Se una squadra toglie Quagliarella e lo rimpiazza con Maxi Lopez mentre l’altra richiama in panca Mancosu e al suo posto manda in campo Acquafresca, quale delle due lotterà per un posto in Europa League e quale, viceversa, dovrà solo sperare di averne tre dietro a maggio?
Al netto della timidezza tattica di Donadoni e degli errori dell’arbitro Ghersini, basterebbe arrendersi di fronte all’evidenza: il Torino ha vinto perché oggi dispone di valori tecnici superiori a quelli del Bologna. Domani, chissà: dipenderà da quanto tempo impiegherà Donadoni a raccogliere i frutti della semina di Corvino.
GIÀ, CORVINO. C’è sicuramente del buono nel gruppo che a fine agosto è uscito completamente trasformato dal mercato più rivoluzionario di sempre (lo fu anche anche quello condotto da Carmine Longo, ai tempi di Porcedda: con la differenza che allora la rifondazione partì dalla riconferma della stella polare Di Vaio).
Ma oggi si tocca dolorosamente con mano quanto abbia pesato la scelta di consegnare a Mattia Destro il ruolo di Centravanti Unico: unico nel senso che quando non gioca lui là davanti son dolori.
Se uno ripensa alla maxi infornata di centrocampisti fatta in estate non può non chiedersi se non sarebbe stato più saggio agire con maggiore parsimonia in quel reparto (dove oggi Crisetig e Pulgar hanno già lo status di oggetti misteriosi) e viceversa irrobustire un attacco che non dispone di una vera alternativa a Destro.

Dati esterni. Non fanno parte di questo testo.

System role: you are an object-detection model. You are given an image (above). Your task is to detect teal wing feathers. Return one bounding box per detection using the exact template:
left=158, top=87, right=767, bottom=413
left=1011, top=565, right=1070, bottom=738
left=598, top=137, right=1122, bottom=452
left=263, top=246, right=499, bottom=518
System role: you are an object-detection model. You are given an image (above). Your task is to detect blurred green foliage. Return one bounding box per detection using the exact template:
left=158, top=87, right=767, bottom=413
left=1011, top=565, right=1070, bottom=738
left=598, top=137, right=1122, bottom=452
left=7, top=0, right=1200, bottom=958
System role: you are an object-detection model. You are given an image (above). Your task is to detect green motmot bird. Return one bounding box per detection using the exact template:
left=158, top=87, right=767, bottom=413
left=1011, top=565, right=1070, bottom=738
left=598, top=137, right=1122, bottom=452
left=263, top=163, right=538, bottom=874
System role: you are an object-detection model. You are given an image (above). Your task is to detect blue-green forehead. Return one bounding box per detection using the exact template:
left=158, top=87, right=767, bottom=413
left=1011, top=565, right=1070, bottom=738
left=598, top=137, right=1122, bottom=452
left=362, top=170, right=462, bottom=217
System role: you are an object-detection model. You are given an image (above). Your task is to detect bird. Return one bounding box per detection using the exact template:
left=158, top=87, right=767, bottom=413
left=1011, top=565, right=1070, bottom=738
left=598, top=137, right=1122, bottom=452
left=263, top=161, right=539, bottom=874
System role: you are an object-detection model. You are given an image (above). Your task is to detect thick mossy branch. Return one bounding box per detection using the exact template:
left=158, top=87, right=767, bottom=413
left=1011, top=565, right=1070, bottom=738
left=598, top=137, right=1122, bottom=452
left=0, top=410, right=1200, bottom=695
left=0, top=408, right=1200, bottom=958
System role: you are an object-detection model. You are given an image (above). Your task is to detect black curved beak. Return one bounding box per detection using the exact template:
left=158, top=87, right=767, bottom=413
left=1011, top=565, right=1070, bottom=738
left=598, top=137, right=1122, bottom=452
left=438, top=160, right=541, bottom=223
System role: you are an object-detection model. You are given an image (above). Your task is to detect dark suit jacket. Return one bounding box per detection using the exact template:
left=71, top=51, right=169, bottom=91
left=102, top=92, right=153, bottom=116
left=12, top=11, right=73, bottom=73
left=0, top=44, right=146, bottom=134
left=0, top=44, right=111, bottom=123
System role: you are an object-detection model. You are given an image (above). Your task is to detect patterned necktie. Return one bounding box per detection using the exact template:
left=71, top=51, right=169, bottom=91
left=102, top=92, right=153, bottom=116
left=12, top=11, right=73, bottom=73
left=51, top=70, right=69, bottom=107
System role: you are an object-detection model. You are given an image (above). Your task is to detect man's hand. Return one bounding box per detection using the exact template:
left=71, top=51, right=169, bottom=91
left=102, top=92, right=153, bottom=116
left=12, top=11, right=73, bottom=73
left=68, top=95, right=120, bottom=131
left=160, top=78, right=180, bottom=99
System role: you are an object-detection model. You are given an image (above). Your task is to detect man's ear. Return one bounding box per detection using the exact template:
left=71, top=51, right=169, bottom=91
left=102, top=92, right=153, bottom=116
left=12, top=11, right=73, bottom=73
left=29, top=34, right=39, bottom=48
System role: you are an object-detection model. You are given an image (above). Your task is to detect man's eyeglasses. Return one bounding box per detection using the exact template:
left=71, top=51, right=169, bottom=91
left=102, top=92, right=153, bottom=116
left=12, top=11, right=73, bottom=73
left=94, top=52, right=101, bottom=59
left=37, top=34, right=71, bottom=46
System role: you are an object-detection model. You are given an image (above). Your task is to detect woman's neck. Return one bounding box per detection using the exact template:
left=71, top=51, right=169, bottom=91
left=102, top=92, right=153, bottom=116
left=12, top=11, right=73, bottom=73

Dopo il record negativo stagionale di conclusioni nello specchio (zero) centrato dal Bologna sabato a Torino, risulta più comprensibile la severa censura che Donadoni ha fatto del gesto del suo centravanti (maglietta tolta dopo il rigore alla Roma, ammonizione e squalifica), ma risulta ancora più incomprensibile l’azzardo di Corvino di affidare ai soli Mancosu e Acquafresca i galloni di vice Destro.
La serie B è una cosa, la serie A un’altra: e non sono nemmeno lontane parenti. Nel dubbio, Mancosu in tutto il 2015 fin qui ha segnato un gol in B (ma giocava ancora nel Trapani) e uno in A (al debutto con la Lazio).
ACQUAFRESCA di gol in A ne ha fatti invece una quarantina, ma si perdono nella notte dei tempi. E nell’anno solare che sta per chiudersi ha confezionato solo un misero gollettino all’Avellino.
Con questa conclamata anoressia offensiva si poteva sperare di salvare la pelle a Torino? No, se l’allenatore, nel giorno in cui deve già rinunciare a Destro, pensa bene di spedire in panchina il capocannoniere Mounier.
Senza Destro, senza Mounier, con un Giaccherini quasi subito azzoppato da Glick e con dieci rossoblù sotto la linea della palla, non si poteva fare tanto di più. Adesso invece si può, anzi si deve, chiedere al mercato di gennaio di ovviare alla più evidente delle lacune: ovvero reperire un alter ego di Destro. Con più soluzioni offensive a Donadoni non verrebbe più la tentazione catenacciara di sabato.